Geceye dalmayı, lacivertin huzuruna tüm gamları satmayı, çimene basmayı, meyveyi dalından yemeyi ve daha neleri unuttuk da böyle karaya çalan kızıl alevler doldu gönlümüze…”
Altını çizdiğim cümlelerden:
“Herkes gibi olmak, yadırganmamak adına içindeki kendisini, herkesin ellerine teslim edenlerin inadına, sen kendini bulup Bir Tek Şey’e teslim edeceksin!
O an…
Başın yere değdiğinde…
“Kendimi buldum, ben buyum ve al seninim!” diyebileceksin
Baş ucundaki iki melek, müjdeyle gökyüzüne çıkacak.
Meleker tebessüm edecek.
Ve şeytan ağlayacak.
İnan bana…” [Sayfa:22]
“Uyanma vaktinin geldiğini bilip gözlerini oğuşturabilenlere ne mutlu!
Uyanık olanlara ise tüm kainat gülümsüyor.

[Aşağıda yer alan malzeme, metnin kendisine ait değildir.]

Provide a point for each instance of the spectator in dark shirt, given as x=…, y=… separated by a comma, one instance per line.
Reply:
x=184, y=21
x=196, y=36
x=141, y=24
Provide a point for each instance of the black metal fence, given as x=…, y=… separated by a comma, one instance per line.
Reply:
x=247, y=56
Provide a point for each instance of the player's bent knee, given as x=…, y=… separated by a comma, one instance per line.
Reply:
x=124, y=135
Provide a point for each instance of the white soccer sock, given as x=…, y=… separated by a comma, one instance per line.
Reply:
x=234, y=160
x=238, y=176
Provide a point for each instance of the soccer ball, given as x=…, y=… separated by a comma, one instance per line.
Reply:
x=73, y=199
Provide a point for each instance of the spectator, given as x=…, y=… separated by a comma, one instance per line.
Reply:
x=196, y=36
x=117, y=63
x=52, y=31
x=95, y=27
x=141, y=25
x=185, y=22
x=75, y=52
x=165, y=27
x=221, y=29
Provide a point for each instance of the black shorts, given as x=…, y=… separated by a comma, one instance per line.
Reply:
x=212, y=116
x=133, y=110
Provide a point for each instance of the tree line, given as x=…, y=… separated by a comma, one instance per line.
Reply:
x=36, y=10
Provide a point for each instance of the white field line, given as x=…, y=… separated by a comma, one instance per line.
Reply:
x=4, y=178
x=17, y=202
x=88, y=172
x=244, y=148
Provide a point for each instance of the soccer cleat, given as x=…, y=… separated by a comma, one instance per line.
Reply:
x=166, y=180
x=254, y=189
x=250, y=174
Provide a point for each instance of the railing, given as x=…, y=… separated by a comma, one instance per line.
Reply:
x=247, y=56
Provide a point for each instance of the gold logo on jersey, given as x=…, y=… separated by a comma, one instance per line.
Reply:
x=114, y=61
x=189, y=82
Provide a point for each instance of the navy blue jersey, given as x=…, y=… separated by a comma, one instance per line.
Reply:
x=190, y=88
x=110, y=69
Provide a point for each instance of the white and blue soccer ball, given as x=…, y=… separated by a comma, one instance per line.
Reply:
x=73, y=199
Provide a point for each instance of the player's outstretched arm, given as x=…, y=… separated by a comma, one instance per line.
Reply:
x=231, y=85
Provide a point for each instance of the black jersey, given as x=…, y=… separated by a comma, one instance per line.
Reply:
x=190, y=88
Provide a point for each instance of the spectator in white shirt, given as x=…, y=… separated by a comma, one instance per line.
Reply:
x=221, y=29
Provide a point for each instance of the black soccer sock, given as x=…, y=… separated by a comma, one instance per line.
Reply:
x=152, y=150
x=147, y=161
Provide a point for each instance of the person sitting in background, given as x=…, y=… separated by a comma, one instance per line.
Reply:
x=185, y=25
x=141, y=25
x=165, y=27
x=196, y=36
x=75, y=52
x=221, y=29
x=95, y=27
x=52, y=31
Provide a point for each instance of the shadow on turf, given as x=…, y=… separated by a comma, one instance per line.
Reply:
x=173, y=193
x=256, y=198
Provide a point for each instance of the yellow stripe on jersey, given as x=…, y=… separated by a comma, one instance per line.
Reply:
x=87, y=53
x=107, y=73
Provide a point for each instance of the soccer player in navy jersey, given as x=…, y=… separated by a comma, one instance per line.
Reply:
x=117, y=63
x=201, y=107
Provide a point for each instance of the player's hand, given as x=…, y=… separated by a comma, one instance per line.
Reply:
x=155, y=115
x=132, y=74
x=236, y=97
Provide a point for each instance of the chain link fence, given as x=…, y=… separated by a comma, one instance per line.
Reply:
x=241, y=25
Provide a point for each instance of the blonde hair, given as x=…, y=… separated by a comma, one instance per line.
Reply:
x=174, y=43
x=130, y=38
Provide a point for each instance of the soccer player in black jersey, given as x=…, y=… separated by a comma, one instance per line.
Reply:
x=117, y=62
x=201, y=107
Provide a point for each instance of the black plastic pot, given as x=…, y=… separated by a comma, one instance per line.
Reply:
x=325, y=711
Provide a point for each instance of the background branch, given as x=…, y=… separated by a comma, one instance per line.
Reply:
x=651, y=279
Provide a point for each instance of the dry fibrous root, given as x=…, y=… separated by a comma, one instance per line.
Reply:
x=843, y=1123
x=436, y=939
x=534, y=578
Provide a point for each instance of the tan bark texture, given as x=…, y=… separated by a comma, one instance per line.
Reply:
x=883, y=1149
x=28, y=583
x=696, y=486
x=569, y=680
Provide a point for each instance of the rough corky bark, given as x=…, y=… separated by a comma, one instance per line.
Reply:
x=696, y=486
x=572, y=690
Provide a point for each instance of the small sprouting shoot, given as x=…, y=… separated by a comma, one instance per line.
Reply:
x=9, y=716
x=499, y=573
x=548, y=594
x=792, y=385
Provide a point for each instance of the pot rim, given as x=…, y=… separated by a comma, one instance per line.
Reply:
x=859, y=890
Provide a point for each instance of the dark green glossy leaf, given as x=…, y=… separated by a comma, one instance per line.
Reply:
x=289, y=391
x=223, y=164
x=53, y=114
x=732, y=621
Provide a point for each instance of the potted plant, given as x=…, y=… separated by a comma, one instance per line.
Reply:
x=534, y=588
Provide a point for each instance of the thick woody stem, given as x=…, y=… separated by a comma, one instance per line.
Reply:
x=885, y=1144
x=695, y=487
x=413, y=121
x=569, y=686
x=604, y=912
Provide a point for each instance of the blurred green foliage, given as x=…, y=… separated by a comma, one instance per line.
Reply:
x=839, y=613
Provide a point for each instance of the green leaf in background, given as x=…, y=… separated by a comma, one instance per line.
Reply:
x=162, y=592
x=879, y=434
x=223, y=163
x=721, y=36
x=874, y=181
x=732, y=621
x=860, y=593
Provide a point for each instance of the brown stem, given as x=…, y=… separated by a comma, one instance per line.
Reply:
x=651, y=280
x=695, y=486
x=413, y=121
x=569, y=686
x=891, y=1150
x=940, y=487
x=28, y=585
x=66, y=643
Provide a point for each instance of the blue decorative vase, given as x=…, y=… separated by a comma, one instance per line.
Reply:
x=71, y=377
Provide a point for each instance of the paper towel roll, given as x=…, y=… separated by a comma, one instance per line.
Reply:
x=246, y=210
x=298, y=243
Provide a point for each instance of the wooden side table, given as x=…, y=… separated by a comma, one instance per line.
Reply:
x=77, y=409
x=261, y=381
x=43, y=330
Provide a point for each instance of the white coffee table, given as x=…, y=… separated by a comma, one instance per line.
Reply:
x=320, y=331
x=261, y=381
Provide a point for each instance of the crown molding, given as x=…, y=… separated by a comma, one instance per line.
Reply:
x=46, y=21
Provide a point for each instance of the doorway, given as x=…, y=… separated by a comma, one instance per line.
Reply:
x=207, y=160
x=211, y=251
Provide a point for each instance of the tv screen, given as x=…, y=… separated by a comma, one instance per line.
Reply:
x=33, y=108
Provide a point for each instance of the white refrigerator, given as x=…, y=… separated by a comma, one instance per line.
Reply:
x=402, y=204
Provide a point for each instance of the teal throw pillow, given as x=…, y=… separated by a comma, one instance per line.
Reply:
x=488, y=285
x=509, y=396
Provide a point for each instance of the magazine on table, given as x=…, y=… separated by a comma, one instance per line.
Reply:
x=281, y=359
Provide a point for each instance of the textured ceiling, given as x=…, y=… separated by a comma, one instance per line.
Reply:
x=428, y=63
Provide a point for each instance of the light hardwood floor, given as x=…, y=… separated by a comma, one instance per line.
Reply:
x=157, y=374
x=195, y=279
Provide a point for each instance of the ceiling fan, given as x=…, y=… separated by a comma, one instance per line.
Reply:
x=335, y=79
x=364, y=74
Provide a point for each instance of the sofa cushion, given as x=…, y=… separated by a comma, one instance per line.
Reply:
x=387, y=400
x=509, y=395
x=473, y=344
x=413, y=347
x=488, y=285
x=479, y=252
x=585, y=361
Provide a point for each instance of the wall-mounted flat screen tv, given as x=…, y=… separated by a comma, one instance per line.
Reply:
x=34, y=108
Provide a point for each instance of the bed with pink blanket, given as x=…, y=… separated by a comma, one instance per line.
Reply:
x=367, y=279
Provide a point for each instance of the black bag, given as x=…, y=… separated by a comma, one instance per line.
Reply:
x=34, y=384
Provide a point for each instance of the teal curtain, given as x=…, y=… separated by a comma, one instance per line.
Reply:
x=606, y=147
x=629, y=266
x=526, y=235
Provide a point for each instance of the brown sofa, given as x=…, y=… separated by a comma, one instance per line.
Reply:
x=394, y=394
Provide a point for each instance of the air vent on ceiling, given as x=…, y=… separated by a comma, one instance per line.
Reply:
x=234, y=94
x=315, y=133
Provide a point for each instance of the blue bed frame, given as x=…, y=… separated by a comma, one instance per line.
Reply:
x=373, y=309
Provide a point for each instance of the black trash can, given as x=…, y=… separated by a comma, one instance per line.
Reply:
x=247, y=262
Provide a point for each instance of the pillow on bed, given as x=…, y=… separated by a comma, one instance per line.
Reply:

Kainatı kendine gülümsetebilenler de var bunca uyurgezer arasında…
Gözlerimizi açtığımızda kendimizi avutttuğumuzu anlayıp ağlayacağımız “o gün” gelmeden uyanabilsek keşke…
Keşke bizi uyandırabilen birileri olsa…
Bu kadar ağır uykulu olmasak keşke…” [Sayfa:12]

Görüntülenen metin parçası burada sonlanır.